Now we import numpy and define the random perturbation function:

In [None]:
import numpy as np

In [None]:
def perturb_random_angle(pose, max_rot=6):
    
    # Define the perturbation magnitude
    magnitude = np.random.uniform(low=-max_rot, high=max_rot)
    
    #Chose a random angle to perturb between phi and psi
    angle = np.random.choice(['phi', 'psi'])
    
    # Choose a random residue to perturb
    residues = range( 1 , pose.total_residue()  + 1 )
    residue = np.random.choice(residues)
    
    # Perturb the selected angle by the defined magnitude
    if angle == 'phi':
        orig_phi = pose.phi(residue)
        pose.set_phi(residue, orig_phi+magnitude)
        
    elif angle == 'psi':
        orig_psi = pose.psi(residue)
        pose.set_psi(residue, orig_psi+magnitude)

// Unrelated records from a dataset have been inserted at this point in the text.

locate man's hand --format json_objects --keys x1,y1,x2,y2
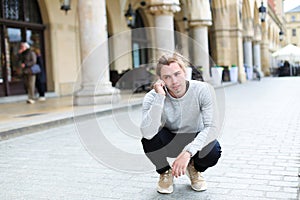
[
  {"x1": 153, "y1": 80, "x2": 166, "y2": 96},
  {"x1": 172, "y1": 151, "x2": 191, "y2": 178}
]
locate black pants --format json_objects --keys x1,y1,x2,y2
[
  {"x1": 35, "y1": 80, "x2": 46, "y2": 97},
  {"x1": 141, "y1": 128, "x2": 222, "y2": 174}
]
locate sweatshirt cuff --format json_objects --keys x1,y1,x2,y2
[{"x1": 183, "y1": 145, "x2": 198, "y2": 157}]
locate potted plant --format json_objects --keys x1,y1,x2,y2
[
  {"x1": 230, "y1": 64, "x2": 238, "y2": 83},
  {"x1": 211, "y1": 65, "x2": 223, "y2": 85}
]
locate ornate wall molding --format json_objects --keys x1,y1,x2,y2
[{"x1": 148, "y1": 0, "x2": 181, "y2": 15}]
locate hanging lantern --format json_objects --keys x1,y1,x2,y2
[
  {"x1": 124, "y1": 3, "x2": 136, "y2": 28},
  {"x1": 259, "y1": 1, "x2": 266, "y2": 22},
  {"x1": 60, "y1": 0, "x2": 71, "y2": 14},
  {"x1": 279, "y1": 30, "x2": 284, "y2": 41}
]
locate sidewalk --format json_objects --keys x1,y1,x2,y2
[
  {"x1": 0, "y1": 91, "x2": 145, "y2": 140},
  {"x1": 0, "y1": 82, "x2": 237, "y2": 140}
]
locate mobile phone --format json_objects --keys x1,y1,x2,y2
[{"x1": 163, "y1": 85, "x2": 168, "y2": 93}]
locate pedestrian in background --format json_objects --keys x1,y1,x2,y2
[
  {"x1": 33, "y1": 48, "x2": 46, "y2": 101},
  {"x1": 140, "y1": 52, "x2": 222, "y2": 194},
  {"x1": 18, "y1": 42, "x2": 36, "y2": 104}
]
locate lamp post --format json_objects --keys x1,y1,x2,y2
[
  {"x1": 60, "y1": 0, "x2": 71, "y2": 14},
  {"x1": 258, "y1": 1, "x2": 266, "y2": 22},
  {"x1": 279, "y1": 30, "x2": 284, "y2": 41}
]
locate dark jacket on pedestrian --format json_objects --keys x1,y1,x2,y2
[
  {"x1": 36, "y1": 54, "x2": 46, "y2": 83},
  {"x1": 20, "y1": 48, "x2": 37, "y2": 73}
]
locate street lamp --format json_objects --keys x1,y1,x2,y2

Our function selects a random residue and a random angle to be perturbed in the pose. The magnitude of the perturbation is selected among all possible values between -max_rot and max_rot keyword value. The modification of the angle is done on top of the previous phi or psi angle of the particular residue; this ensure that the function makes a true perturbation, and not sets the torsion to the perturbation magnitude value. 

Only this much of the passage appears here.